В последние дни Он так открыто проявлял Свою божественность, что те, кто этого не признавал, совершали в Его глазах преступление: «Почему вы не понимаете речи Моей?» – спрашивал с гневом уже раскрывший Себя Сын Человеческий. Он указал им на лжеца, от которого они происходят – на отца лжи, дьявола. Если бы они были не от дьявола, то узнали бы в Нем Христа в эти дни, когда Его божественная природа так явно в Нем проявлялась. И доказательство тому молчание, которым они отвечают на Его вопрос: «Кто из вас обличит Меня в неправде?»

Да, ответить нечего. Но словно дети, которые отвечают бранью на брань: «Я не дурак, это ты дурак», они возражали: «Это в Тебе бес!»

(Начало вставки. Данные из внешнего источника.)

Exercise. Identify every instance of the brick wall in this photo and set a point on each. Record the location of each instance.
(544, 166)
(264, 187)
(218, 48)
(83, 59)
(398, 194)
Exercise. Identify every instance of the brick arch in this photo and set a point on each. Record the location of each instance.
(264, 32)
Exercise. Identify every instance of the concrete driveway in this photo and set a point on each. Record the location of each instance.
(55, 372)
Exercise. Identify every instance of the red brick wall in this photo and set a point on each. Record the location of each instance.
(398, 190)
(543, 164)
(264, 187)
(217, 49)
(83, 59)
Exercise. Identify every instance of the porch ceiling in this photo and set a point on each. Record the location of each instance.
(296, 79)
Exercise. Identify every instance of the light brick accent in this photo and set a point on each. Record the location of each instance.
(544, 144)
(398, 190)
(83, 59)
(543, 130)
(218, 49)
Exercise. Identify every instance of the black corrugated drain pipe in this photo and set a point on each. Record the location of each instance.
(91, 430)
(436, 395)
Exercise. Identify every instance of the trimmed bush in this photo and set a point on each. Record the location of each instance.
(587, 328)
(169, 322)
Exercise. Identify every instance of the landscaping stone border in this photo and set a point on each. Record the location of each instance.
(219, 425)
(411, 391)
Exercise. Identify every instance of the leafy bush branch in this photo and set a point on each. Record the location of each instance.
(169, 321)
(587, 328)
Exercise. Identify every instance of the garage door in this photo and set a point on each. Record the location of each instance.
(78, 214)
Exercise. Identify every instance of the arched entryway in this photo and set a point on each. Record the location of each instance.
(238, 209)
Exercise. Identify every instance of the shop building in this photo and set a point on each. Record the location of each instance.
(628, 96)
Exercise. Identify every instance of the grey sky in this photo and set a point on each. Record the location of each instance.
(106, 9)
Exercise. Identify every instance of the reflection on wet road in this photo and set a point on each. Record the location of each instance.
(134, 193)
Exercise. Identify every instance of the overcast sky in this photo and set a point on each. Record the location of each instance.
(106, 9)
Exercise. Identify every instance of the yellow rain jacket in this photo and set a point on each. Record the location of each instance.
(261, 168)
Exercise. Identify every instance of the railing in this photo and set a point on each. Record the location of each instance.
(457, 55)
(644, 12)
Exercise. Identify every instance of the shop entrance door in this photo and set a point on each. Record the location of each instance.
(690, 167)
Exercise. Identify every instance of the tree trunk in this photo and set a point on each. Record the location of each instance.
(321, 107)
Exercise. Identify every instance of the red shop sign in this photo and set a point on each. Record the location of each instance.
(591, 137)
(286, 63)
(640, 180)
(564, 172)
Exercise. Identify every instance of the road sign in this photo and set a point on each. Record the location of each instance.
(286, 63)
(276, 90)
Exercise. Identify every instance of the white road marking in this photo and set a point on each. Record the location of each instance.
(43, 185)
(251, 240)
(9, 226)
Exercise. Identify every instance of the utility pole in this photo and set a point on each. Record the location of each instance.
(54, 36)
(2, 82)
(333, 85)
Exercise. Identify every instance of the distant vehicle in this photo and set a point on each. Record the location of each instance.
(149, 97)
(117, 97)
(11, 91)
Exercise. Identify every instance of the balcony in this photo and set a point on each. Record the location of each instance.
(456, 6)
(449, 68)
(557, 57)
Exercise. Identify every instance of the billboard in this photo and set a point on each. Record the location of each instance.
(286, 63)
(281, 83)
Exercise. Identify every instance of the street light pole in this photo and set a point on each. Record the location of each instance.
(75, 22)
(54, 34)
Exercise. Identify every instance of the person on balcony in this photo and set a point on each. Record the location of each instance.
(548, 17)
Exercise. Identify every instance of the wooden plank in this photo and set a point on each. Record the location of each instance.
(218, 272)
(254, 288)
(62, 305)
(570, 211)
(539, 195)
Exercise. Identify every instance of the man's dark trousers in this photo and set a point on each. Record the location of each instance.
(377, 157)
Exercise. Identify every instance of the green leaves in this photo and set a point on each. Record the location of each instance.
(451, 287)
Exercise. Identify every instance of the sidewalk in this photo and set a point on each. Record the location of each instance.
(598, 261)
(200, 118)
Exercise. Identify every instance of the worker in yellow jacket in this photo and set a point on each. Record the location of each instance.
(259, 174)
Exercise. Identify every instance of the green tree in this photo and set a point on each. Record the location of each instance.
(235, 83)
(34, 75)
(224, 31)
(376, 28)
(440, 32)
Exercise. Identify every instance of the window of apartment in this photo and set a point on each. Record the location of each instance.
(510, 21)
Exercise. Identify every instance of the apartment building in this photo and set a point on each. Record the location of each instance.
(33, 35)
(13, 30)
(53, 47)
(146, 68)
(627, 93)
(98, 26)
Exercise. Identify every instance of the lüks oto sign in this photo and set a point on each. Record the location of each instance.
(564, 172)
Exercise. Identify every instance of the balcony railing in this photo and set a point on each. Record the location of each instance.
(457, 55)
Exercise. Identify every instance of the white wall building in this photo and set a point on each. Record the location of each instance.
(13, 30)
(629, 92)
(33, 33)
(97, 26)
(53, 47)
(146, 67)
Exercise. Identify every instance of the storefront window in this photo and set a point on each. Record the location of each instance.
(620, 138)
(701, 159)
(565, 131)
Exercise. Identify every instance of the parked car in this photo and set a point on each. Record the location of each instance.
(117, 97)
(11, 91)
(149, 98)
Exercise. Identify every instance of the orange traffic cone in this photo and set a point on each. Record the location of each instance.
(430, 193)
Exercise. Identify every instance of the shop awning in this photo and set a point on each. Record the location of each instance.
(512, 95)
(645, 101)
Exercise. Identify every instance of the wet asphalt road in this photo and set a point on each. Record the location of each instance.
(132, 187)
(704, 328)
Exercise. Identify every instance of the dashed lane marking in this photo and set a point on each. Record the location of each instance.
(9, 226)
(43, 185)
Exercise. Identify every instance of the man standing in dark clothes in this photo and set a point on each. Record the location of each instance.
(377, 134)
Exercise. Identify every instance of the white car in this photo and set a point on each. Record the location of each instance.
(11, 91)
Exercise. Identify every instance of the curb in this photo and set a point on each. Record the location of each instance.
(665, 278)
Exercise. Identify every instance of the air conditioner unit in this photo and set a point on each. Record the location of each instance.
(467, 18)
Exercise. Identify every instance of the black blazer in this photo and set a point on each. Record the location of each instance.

В гуще бранящейся толпы многие колеблющиеся пока сердца уже трепетали от любви и предчувствия, что им вот-вот откроется истина. Господь чувствовал, как борются они сами с собой, и вдруг, пренебрегая оскорблениями, бросил на чашу весов удивительнейшее обещание, которое должно было окончательно завоевать Его возлюбленных:

– Истинно, истинно говорю вам: кто соблюдет слово Мое, тот не вкусит смерти вовек.

Единым словом Он снова переступает рубеж смертной природы. И вот Сын, как бы сбросивший Свое человечество, обнаженный так, как не будет обнажено тело Его на Кресте, беззастенчиво открывает толпе Свою Божественность:

– Авраам, отец ваш, рад был увидеть день Мой; и увидел, и возрадовался!

Иудеи говорят Ему: «Тебе нет еще пятидесяти лет – и Ты видел Авраама?» Иисус отвечает им: «Истинно, истинно говорю вам: прежде, нежели был Авраам, Я есть». Тогда они схватили камни, чтобы бросить в Него, но Иисус скрылся и вышел из Храма.

Они не погнались за Ним: право судить и наказывать принадлежало римлянам. К тому же Назарянин не сказал прямо: «Я Сын Божий». Первосвященникам нужно обличить Его именно в этом гнусном богохульстве, чтобы сделать законной смертную казнь. Поэтому они колебались.

Но казалось, будто Сыну Человеческому нужна была их ярость. Он поддерживал ее, как бы боясь, что огонь угаснет. Поэтому не случайно избирает Он субботний день, чтобы исцелить слепорожденного.